Tagging of named entities in the Namescape project
As pointed out in f.i. [van Dalen-Oskam 2012], standard NE tagging is not adequate for a systematic study of the onymic landscape. We define an annotation scheme for named entity information as an extension to the TEI p5 annotation guidelines.
TEI extension for named entities
The main reasons to extend TEI instead of using the existing tagging guidelines for names are:
1. We need all searchable properties of names to be ‘inline’, not standoff. This entails the introduction of several additional attributes for tagged named entity occurrences.
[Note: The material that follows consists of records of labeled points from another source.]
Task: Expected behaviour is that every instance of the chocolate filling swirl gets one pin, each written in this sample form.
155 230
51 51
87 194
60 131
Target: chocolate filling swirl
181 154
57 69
2. We prefer one single tag for named entities, one (but different) tag for entity parts, whereas TEI either offers a range of tags (persName, geoName, orgName), or the single tag “name”, which latter choice is inconvenient for querying because tagging name parts would lead to nested “name” tags:
<name type="person">
<name type="forename">Jan</name>
<name type="surname'>Janssen</name>
</name>
The formal definition of the extension has the form of a TEI ODD file[1] , cf. delivered file “namescape.odd.xml”. We include the documentation from the ODD as a description of the proposed encoding guidelines
TEI modules
header, core, tei, textstructure, analysis, dictionaries, drama, namesdates, figures, iso-fs
Element ne
Namespace: http://www.namescape.nl/
Named Entity
<ns:ne
xmlns:ns="http://www.namescape.nl/"
type="person"
gloss="MAIN CHARACTER"
structure="forename"
nymRef="nym7"
normalizedForm="MICHIEL"
resolution="plotInternal">
<ns:nePart type="forename" sex="male">Michiel</ns:nePart>
</ns:ne>
Belongs to element classes:
Content model
<rng:ref name=”macro.phraseSeq” ></rng:ref>
Attributes
Name | Description |
Type | Named entity typeData type: text
Possible values:person, location, organisation, misc |
nymRef | Reference to the “nym” element in the headerData type: tekst |
gloss | For persons, this defines the role of the character; for other entities, it is a subcategorisationData type: tekst |
structure | This (redundant) attribute gives the internal structure of a person name, like forename_surname, etcData type: tekst |
normalizedForm | Form of the entity without interpunction, genitive “s”, uppercasedData type: tekst |
resolution | Does the named entity refer to a plot-internal of plot-external concept?Data type: text
Possible values:plotInternal, plotExternal |
Element nePart
Namespace: http://www.namescape.nl/
Person name part (forename, surname, addname)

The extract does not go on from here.